Ne pouvant l’esperer par un nœu legitime,
Tu fis que je l’acquis par la honte et le crime :
Que je conceûs de luy ce fruit doux et cruel,
D’une part innocent, de l’autre criminel ;
Et qu’il ne reste plus à ma fureur extreme,
Qu’à vanger mon forfait sur l’innocence mesme.
Mais c’est le seul remede à mon mal si pressant.
La rage est plus celebre à perdre un innocent.

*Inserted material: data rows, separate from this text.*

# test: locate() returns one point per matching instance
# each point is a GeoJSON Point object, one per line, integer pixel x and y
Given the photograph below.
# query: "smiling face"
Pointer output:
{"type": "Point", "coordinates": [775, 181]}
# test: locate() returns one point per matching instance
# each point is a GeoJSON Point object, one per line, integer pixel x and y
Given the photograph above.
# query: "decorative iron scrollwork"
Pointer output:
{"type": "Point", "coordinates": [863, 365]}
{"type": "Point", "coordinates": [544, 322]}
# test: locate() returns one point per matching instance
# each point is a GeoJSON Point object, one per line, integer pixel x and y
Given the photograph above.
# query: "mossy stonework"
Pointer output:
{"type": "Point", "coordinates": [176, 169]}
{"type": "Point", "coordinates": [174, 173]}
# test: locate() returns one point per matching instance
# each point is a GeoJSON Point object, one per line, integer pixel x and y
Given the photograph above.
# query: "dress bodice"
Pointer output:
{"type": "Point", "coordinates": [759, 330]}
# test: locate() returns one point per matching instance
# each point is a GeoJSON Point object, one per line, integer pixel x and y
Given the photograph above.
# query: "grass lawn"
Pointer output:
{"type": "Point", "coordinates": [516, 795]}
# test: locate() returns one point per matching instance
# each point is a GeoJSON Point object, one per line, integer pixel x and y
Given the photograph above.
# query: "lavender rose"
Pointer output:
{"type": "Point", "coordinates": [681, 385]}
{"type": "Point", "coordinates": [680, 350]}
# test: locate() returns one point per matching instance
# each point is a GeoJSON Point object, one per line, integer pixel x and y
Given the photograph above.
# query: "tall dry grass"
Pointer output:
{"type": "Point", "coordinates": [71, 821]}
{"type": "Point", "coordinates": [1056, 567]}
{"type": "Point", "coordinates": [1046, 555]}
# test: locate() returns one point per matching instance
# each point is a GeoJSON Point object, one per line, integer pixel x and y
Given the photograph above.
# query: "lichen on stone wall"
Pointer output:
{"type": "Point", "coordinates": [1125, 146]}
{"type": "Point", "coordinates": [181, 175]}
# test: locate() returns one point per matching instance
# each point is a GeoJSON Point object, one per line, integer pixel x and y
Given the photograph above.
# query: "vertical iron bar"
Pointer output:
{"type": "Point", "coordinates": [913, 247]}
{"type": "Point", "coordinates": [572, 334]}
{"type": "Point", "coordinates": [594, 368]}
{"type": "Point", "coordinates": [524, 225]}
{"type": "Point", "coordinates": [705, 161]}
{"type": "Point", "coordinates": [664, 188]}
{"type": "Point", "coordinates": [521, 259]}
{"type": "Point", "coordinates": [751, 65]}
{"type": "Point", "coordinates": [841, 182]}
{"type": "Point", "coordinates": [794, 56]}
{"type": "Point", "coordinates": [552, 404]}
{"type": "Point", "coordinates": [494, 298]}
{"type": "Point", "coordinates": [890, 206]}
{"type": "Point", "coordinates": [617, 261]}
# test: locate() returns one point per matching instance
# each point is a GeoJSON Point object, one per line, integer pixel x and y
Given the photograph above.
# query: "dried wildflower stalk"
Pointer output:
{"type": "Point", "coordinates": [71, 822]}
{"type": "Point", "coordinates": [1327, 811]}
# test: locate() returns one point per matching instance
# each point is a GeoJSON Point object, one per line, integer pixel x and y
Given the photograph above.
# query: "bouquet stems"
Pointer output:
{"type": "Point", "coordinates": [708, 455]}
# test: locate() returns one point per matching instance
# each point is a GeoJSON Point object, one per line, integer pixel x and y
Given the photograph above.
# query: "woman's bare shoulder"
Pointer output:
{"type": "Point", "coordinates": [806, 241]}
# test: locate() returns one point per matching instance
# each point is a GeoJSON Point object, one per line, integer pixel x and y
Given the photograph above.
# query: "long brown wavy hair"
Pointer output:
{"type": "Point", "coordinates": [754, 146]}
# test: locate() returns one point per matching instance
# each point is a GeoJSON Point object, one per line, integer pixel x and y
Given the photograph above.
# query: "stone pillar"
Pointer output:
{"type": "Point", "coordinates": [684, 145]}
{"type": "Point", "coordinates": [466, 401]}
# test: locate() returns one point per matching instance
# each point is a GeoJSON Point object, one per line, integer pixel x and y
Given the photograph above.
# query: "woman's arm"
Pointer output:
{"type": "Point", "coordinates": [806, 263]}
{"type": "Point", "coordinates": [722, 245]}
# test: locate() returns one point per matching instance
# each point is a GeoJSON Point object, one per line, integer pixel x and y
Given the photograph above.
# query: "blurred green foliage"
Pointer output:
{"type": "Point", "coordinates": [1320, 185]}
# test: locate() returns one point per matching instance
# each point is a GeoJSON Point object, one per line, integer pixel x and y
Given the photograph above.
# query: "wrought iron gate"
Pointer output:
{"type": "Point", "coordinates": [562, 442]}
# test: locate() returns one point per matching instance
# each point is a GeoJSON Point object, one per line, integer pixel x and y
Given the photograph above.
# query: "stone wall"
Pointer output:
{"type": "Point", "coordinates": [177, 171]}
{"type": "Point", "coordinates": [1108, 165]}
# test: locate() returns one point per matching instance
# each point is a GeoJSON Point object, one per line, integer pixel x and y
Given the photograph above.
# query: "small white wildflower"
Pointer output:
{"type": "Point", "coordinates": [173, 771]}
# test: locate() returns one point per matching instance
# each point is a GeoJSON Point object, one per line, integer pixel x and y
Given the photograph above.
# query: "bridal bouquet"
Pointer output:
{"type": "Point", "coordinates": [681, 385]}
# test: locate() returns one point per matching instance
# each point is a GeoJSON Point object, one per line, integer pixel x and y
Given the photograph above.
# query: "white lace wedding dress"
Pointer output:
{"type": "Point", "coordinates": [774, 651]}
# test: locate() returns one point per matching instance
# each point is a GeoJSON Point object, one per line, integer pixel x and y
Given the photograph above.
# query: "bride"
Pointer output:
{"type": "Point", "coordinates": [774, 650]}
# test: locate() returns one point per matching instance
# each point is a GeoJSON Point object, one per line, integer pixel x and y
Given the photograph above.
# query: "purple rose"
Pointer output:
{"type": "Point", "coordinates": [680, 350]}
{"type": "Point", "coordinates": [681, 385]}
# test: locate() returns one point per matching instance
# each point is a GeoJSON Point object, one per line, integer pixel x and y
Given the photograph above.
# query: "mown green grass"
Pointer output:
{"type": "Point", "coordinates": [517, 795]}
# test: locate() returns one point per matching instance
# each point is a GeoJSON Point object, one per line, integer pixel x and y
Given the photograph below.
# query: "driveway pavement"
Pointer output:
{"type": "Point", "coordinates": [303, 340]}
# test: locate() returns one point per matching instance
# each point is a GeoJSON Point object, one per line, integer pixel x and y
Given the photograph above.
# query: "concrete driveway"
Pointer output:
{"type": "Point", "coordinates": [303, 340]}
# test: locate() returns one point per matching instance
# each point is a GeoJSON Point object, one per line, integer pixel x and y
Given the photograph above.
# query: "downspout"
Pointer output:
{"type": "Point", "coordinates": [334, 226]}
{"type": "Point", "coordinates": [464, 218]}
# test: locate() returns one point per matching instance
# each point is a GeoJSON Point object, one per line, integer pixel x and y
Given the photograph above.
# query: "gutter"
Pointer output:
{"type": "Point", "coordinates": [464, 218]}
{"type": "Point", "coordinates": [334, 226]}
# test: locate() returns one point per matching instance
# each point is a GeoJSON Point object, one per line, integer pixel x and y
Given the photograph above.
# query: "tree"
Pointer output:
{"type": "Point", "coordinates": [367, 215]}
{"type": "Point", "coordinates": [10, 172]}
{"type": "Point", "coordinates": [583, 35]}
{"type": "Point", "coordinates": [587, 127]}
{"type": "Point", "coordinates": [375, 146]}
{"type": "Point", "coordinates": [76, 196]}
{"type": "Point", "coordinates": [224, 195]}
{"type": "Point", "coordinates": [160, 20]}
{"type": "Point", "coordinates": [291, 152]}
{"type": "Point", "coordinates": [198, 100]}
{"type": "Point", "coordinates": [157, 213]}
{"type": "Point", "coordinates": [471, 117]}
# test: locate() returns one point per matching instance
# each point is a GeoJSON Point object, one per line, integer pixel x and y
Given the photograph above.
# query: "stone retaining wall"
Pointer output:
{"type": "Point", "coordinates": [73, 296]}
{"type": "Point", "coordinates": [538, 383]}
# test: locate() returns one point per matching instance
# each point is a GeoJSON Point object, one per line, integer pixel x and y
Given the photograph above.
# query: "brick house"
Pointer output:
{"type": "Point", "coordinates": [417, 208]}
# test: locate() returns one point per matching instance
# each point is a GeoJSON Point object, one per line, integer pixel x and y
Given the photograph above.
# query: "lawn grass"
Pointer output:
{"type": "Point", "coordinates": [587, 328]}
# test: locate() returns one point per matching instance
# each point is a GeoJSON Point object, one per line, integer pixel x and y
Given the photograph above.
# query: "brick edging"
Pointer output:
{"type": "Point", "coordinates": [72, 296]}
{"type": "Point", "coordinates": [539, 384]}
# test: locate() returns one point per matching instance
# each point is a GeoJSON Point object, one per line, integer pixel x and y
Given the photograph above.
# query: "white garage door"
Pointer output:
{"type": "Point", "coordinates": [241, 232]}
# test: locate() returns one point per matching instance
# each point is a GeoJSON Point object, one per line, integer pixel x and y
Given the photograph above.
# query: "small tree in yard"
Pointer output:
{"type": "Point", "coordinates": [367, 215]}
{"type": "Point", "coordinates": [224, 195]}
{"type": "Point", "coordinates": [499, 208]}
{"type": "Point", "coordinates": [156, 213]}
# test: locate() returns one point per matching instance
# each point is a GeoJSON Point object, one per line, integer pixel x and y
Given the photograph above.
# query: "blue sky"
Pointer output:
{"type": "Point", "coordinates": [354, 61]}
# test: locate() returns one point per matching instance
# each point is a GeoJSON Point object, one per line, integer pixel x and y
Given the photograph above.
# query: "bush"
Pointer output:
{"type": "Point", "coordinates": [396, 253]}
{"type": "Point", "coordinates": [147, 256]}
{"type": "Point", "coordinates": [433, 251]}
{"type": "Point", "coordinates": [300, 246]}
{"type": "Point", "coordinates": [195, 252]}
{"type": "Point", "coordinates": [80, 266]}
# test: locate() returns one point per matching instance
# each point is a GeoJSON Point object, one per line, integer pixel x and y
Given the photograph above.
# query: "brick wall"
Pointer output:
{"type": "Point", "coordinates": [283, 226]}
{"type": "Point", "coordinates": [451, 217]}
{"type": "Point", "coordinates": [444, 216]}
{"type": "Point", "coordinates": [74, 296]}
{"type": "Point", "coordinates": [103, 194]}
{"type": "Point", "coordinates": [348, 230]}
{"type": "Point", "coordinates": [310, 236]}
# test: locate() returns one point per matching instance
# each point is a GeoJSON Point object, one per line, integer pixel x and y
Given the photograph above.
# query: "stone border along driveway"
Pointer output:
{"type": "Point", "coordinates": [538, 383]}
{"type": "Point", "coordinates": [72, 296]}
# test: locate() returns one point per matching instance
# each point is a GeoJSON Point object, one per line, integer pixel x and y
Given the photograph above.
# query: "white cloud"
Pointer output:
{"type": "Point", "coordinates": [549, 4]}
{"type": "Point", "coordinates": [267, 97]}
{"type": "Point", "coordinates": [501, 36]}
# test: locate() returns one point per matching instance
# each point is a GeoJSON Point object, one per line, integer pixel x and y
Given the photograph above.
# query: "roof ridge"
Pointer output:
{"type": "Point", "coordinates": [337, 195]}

Ah ! Que ne peut encor ma mourante colere
Le jetter par morceaux dans le sein de son pere ?
Immolant à ses yeux ma vie et son enfant,
Je penserois alors mourir en triomphant.
Mais avant mon trépas, répandons la vangeance,
Et sur toute sa race, et sur toute sa France.
Si le ciel et l’enfer écoutent les mourans,
Ciel, enfer, suspendez vos aspres differends.
Ou si vous ne pouvez quitter vostre querelle,
Ciel, tu n’es pas pour moy : c’est l’enfer que j’appelle.
Tristes dieux, ou demons, pour la derniere fois,
Sortez du sombre Averne aux accens de ma voix.
Accourez, Alecton, Megere, Tisiphone,
Si vous vinstes jamais au secours d’Albione.
Entortillez vos crins des serpens les plus noirs
Dont jamais vostre rage arma les desespoirs.